Un escritor amigo publicó un libro que cuenta historias del lugar donde vivo. Mi barrio es muy pequeño comparado con lo grande de la ciudad, pero no por chico deja de ser particular. Cuando uno ve fotografías aéreas de la zona, mi barrio se distingue con claridad: es un sector que, de punta a punta, tiene el tono anaranjado de sus techos de tejas. En ningún otro sitio es tan uniforme ese color, porque así lo imaginó Zeyen, el hombre que soñó y llevó a cabo su construcción.
En sus narraciones, mi amigo introdujo en nuestra vida diaria —la que transcurre entre vecinos— una serie de elementos fantásticos. De ese modo, historias que han ocurrido en otros lugares o personajes míticos de otras épocas, pasaron a transitar por acá y se metieron en el barrio, generando relatos que atrapan, en algunos casos por sus desarrollos emotivos y en otros por sus sucesos tenebrosos, insólitos o fantásticos que, a pesar de ser creíbles, escapan a toda lógica. Lo irreal se licuó entre nuestras casitas de tejas, se cobijó debajo de los árboles y caminó sobre las exiguas veredas.

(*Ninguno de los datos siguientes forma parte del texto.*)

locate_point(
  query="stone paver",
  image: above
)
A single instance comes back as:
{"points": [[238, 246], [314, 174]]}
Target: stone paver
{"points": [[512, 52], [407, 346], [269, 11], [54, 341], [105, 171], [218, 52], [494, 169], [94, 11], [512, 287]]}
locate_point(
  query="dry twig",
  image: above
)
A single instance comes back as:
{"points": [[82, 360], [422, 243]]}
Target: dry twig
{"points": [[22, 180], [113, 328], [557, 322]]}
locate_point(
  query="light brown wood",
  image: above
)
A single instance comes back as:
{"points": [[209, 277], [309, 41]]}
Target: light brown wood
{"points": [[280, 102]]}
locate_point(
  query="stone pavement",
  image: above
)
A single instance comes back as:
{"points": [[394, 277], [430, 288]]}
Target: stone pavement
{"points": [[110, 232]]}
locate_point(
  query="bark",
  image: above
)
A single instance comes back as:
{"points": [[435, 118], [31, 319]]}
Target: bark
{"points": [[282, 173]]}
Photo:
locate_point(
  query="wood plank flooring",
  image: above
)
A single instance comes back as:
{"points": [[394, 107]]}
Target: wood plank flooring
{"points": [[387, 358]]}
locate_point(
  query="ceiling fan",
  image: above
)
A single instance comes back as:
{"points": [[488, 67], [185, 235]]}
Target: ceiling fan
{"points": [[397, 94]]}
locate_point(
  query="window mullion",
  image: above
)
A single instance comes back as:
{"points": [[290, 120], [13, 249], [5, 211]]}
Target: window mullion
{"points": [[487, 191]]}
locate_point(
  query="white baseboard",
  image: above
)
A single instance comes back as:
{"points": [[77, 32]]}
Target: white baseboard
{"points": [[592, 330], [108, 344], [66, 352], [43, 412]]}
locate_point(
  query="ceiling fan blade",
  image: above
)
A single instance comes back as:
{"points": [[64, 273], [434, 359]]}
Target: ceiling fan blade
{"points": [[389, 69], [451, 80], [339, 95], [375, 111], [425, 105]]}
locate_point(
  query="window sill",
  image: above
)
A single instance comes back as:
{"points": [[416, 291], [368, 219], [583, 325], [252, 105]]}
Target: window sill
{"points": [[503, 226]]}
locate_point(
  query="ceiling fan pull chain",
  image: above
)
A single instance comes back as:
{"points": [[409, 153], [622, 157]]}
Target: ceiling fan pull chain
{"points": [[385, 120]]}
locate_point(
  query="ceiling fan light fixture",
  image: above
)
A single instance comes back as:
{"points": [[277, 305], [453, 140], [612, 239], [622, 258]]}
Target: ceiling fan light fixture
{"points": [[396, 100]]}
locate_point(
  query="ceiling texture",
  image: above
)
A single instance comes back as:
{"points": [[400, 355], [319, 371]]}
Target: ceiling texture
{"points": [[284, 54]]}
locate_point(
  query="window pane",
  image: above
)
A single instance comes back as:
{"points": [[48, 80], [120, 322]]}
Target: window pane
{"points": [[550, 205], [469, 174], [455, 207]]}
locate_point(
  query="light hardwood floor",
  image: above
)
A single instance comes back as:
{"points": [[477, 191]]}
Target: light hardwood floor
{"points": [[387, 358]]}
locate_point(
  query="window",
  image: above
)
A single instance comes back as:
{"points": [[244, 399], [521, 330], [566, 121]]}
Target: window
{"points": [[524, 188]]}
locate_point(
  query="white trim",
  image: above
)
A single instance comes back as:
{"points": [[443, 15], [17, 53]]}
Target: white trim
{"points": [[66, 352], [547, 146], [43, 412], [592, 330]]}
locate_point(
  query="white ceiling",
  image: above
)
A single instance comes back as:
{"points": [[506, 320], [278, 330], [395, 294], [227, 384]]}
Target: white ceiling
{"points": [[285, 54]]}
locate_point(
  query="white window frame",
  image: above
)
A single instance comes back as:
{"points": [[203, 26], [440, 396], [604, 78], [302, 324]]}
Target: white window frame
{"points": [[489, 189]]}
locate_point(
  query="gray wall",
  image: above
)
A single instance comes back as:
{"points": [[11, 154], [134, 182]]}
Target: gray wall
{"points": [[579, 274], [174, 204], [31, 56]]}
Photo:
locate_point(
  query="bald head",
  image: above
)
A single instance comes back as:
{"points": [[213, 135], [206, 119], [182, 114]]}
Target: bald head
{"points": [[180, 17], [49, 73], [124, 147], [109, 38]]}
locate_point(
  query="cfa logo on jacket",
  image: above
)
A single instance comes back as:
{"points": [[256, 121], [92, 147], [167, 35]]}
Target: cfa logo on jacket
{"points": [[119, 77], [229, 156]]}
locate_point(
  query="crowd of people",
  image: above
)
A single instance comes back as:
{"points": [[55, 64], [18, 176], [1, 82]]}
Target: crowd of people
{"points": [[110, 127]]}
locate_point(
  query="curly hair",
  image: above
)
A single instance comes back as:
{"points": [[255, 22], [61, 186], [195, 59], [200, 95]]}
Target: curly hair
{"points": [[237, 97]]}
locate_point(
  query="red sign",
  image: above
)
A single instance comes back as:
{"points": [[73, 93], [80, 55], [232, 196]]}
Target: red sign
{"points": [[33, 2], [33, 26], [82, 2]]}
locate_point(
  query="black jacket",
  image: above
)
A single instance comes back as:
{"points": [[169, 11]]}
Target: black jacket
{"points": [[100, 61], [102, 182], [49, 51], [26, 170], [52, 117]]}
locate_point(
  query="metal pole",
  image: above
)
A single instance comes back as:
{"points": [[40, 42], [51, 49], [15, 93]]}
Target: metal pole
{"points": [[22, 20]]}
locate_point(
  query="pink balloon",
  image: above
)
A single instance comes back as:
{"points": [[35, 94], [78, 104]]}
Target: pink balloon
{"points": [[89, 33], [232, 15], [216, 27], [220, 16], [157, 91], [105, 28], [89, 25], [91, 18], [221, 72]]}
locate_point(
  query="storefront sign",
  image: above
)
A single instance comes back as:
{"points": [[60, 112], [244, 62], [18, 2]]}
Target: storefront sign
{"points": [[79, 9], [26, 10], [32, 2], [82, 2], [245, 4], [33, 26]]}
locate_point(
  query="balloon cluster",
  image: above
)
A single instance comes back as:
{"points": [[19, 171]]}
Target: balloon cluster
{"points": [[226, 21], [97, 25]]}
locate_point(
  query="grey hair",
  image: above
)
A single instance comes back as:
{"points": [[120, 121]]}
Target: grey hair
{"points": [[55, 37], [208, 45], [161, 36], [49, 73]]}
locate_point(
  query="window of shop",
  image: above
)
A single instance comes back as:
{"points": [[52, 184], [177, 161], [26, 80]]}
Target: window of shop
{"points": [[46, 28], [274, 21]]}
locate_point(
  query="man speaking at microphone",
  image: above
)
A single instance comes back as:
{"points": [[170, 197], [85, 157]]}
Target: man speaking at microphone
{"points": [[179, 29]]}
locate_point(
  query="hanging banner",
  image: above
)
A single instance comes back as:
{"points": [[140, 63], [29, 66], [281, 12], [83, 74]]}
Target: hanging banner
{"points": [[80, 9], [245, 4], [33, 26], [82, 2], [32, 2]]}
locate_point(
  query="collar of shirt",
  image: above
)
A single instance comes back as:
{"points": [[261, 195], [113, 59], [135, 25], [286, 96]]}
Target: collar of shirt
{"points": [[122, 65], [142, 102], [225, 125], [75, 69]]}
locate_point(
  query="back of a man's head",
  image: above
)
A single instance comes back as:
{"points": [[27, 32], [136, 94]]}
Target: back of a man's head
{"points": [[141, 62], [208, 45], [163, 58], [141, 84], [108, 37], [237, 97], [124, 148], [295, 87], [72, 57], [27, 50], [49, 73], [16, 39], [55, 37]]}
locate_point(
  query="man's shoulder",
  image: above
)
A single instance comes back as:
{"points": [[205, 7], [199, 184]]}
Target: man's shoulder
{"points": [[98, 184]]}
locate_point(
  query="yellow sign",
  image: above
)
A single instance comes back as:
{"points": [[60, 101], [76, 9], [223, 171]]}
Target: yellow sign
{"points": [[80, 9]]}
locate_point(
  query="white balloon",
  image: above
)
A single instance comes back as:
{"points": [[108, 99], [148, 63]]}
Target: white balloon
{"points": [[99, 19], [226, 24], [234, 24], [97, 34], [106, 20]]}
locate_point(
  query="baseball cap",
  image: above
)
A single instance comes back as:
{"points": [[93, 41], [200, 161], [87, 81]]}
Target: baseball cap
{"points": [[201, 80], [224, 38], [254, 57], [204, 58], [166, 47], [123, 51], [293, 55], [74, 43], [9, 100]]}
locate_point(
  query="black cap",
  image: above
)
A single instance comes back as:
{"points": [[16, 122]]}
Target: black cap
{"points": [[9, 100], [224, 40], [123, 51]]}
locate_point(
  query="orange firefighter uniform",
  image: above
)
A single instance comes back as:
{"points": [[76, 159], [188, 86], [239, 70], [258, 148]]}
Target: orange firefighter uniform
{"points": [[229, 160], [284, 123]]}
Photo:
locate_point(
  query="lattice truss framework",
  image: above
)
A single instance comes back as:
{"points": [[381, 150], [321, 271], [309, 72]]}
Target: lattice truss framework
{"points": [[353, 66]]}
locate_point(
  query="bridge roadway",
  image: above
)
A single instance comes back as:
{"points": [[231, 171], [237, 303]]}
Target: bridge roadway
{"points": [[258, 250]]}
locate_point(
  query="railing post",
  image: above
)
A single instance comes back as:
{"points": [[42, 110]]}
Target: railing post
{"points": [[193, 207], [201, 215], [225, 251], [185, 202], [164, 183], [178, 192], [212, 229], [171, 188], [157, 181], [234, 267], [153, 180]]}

Escribir imaginando aquello que tal vez nunca sucedió —aunque nadie puede estar seguro que no haya pasado— se lo juzga como un pasatiempo intrascendente. Pero no lo es. Ningún lugar posee encanto si antes no hubo alguien que narró sobre ese sitio una historia conmovedora o un relato que nos mantuvo con el aliento contenido del principio al final. Con este libro, mi barrio comenzó a tener magia y esos fantasmas que volcó en su libro hoy transitan por nuestras calles, de la misma manera que el Quijote anda por las llanuras manchegas desde hace más de cuatro siglos.